The decision was expected to deepen a rift between Sharif and his partner in the governing coalition over reinstating fired judges and could further destabilize the government in a nation seen as an important ally in the U.S.-led war on terror.
Sharif had been barred from running in February elections because of convictions related to his ouster in a 1999 coup, which was led by the current president, Pervez Musharraf. Earlier this month, the election commission effectively cleared him to run in Thursday’s by-elections after a tribunal set up to decide the matter failed to reach consensus.
However, the Lahore High Court, acting on a petition from a candidate and a voter, ruled Monday that Sharif, a bitter Musharraf opponent, was ineligible to run for parliament. The move effectively barred him from becoming prime minister.
U.S.-led attack kills 55 insurgents
U.S.-led forces rained fire for two days on militants near Afghanistan’s border with Pakistan, officials said Monday, killing about 55 insurgents and underscoring that fighting with Taliban insurgents is escalating.
The battle in eastern Paktika province was the second in the past week to reportedly inflict major casualties on militants, whom Afghan officials insist are swarming in from strongholds in Pakistan.
Pakistan’s government on Monday reiterated an offer to fence the craggy, 1,500-mile frontier – a project begun but abandoned last year amid criticism that it would only enrage the tribes who straddle the frontier and among whom the Taliban find many recruits.
Sports bra leads rescuers to hiker
An American hiker stranded in the Bavarian Alps for nearly three days was rescued after using her sports bra as a signal, police in southern Germany said Monday.

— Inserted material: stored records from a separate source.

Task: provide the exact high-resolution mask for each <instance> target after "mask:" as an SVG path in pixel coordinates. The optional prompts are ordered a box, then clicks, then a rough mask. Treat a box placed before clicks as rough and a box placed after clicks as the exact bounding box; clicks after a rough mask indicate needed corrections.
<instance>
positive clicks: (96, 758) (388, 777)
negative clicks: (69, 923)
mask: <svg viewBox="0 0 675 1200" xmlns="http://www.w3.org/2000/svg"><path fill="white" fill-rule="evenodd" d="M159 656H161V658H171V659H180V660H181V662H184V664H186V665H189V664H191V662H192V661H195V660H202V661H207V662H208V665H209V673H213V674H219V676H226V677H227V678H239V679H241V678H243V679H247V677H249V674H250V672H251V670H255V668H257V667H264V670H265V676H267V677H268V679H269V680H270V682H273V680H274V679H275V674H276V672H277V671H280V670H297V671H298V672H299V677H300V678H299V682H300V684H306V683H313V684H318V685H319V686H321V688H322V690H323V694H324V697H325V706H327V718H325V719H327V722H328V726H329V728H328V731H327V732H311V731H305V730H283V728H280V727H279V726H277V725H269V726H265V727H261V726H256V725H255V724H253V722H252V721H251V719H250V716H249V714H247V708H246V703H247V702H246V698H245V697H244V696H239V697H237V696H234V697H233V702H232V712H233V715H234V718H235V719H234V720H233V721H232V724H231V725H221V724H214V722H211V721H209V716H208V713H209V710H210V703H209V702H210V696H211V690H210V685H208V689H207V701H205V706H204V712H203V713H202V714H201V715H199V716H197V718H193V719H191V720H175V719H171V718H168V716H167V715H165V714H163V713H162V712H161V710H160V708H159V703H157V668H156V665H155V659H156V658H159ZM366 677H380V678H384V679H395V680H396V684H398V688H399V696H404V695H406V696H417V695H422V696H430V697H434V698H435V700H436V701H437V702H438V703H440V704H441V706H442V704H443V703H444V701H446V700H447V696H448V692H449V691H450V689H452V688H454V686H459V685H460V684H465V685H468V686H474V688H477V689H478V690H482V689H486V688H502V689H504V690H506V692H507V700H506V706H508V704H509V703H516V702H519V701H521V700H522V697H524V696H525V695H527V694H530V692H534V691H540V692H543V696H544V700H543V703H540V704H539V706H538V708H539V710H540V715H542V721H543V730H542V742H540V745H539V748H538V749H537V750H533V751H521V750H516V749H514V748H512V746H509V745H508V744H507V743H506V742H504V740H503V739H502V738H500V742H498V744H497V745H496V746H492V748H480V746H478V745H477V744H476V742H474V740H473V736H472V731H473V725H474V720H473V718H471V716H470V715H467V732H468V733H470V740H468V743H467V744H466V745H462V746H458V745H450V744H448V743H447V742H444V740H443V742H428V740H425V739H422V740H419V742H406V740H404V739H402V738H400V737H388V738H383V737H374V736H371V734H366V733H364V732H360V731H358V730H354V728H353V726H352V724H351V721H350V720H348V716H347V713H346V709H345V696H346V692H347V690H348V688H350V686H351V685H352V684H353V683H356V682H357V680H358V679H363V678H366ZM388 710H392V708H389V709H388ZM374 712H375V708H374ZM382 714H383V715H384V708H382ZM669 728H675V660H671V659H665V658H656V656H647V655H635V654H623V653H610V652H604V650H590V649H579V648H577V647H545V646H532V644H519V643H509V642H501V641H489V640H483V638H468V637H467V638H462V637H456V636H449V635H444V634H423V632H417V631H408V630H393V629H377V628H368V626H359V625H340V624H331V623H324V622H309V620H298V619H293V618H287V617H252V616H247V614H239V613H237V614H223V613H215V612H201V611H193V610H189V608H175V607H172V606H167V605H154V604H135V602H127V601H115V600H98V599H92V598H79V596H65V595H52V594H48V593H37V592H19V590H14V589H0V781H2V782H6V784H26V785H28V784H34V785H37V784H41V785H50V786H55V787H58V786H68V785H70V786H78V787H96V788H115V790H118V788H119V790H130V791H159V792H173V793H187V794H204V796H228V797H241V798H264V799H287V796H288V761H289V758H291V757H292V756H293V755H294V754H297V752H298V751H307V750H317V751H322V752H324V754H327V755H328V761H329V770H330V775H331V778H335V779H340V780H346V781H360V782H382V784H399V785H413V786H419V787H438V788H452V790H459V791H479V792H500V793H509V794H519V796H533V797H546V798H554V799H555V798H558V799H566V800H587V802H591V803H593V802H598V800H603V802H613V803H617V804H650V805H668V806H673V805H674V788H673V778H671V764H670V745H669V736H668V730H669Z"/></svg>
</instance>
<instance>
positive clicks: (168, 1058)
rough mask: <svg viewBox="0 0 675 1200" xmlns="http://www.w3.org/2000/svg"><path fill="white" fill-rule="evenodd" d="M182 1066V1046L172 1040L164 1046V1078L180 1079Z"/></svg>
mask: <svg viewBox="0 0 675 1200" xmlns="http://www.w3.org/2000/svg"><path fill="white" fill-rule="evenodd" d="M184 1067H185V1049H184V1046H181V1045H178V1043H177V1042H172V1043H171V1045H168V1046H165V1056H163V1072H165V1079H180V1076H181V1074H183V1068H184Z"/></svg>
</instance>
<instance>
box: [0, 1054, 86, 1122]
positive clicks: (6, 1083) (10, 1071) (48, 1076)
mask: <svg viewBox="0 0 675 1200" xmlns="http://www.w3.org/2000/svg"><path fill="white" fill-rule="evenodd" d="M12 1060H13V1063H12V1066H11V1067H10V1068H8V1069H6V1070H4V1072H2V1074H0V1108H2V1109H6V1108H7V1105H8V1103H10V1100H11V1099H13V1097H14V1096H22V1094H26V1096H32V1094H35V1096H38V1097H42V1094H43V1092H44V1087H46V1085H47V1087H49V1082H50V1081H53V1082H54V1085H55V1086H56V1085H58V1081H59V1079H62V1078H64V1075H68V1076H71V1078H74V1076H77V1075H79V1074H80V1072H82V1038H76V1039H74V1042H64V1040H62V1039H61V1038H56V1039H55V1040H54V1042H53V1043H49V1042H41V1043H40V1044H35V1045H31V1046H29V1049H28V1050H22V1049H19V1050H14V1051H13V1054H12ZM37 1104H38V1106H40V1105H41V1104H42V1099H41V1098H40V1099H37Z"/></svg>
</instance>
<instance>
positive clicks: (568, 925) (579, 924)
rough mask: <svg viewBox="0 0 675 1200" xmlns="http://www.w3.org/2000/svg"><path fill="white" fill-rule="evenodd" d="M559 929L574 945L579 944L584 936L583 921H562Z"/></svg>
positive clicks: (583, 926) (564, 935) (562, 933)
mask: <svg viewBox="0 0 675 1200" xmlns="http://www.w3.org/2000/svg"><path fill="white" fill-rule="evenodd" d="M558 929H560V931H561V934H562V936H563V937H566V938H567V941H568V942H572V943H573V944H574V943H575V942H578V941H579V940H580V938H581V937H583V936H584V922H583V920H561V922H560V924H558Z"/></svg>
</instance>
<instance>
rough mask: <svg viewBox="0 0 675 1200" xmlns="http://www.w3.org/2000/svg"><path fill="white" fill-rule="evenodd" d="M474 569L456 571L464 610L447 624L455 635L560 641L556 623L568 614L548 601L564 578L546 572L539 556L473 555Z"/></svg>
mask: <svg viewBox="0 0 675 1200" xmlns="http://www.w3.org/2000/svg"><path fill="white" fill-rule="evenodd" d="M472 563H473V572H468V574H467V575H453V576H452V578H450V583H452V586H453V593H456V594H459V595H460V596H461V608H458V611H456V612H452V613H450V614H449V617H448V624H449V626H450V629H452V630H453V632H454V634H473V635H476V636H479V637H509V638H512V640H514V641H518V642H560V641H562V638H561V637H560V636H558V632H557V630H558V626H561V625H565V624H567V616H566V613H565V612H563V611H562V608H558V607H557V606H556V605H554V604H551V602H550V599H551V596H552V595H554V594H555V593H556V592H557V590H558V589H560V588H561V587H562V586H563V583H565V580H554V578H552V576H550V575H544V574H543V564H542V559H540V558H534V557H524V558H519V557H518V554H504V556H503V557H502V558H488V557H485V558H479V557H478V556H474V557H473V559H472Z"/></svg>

Berchtesgaden police officer Lorenz Rasp said he helped lift 24-year-old Jessica Bruinsma, of Colorado, to safety by helicopter on Thursday after she attracted the attention of lumberjacks by attaching her sports bra to a cable used to move timber down the mountain.
“She’s a very smart girl, and she acted very resourcefully,” said Rasp. “She kept her shirt and jacket for warmth, but thought the sports bra could work as a signal.”
An Alpine rescue team had been searching for Bruinsma since she went missing June 16 after losing her way in bad weather while hiking with a friend near the Austrian border.
She fell 16 feet to a rocky overhang, where she spent the next 70 hours on the narrow ledge, sustained by water that she found by breaking into a supply box on the ledge.
She badly bruised a leg and dislocated a shoulder in the fall, and the cliff was too isolated for her to climb free, Rasp said.
Rasp said the cable was only within reach because the timber transport system was out of service. When a repairman restored the line on Thursday, the cable car started moving up the mountain and Bruinsma’s bra reached the worker at the base. He knew of the missing hiker and immediately called police.